I'd quibble over trivial, but yes that is possible. There's a hard limit on the number of photos you can download in one go, and having to bracket it into non-overlapping, contiguous sets by hand in the web UI is a real pain, so as long as you do it frequently enough that you do not exceed the limit (I forget exactly what it is; 1000 photos perhaps?), then yes that's one way to do it.

Similarly pulling stuff out of Google Takeout is possible.

jon,
comment 9

(This is a plug) I, too, solve this problem with Nextcloud. If you are willing to use the version that you'd download from nextcloud.com, the whole setup and configuration process can (on Debian with systemd) be automated ( Here's the plug: https://gitlab.com/aerusso/nextcloud-server-deb/ ).

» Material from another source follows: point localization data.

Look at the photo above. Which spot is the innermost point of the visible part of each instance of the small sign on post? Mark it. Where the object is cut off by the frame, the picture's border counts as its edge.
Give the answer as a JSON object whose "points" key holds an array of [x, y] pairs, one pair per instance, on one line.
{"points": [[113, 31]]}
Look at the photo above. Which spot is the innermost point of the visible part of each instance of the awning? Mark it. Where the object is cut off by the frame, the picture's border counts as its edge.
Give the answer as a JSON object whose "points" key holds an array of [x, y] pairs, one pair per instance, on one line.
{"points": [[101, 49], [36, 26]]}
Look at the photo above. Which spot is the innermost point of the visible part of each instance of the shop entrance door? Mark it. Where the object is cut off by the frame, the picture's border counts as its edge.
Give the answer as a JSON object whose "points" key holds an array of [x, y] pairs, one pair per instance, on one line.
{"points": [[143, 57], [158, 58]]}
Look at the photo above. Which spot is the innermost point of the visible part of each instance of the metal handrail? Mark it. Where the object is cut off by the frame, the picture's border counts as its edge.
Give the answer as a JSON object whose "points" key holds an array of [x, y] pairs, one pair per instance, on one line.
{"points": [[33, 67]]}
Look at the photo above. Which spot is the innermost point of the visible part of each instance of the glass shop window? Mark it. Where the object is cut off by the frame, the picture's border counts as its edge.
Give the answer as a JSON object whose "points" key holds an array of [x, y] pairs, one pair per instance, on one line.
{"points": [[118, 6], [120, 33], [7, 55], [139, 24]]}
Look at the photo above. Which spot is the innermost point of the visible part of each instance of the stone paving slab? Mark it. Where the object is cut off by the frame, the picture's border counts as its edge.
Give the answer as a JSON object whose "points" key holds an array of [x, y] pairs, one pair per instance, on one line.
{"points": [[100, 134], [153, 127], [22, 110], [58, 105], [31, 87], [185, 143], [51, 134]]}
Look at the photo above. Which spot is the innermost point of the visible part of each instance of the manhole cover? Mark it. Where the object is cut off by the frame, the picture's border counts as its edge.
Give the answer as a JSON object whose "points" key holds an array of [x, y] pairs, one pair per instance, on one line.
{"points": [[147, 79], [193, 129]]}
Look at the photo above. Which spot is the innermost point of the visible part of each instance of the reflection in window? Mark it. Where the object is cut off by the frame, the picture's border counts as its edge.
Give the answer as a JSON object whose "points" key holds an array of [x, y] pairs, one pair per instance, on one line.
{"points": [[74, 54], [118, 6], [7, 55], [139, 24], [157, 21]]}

I'm not thrilled with it as a solution, but it solves this exact problem for my family (and myself). I would prefer something smaller, single-function. Syncthing doesn't have an ios client, and I'm a little allergic to the bittorrent side of things (but less so to the PHP and bloat of Nextcloud, which I do tolerate). Photoprism/et. al often don't have a native app, nor do they do photo synchronization. NFS/sftp (over wireguard) aren't going to do the "magic" synchronization step in a pallatable way (for non-technical users). (They're not willing to run rsync, or some platform-specific equivalent. I didn't even bother to look into this seriously.)

P.S. If you think there's a reasonable chance of getting my packaging into Debian contrib, I'm willing to try a harder to get this into upload-able shape. I just got relatively negative feedback on my ITP (see Debian BTS 835086), and then kind of got discouraged targeting a Debian upload.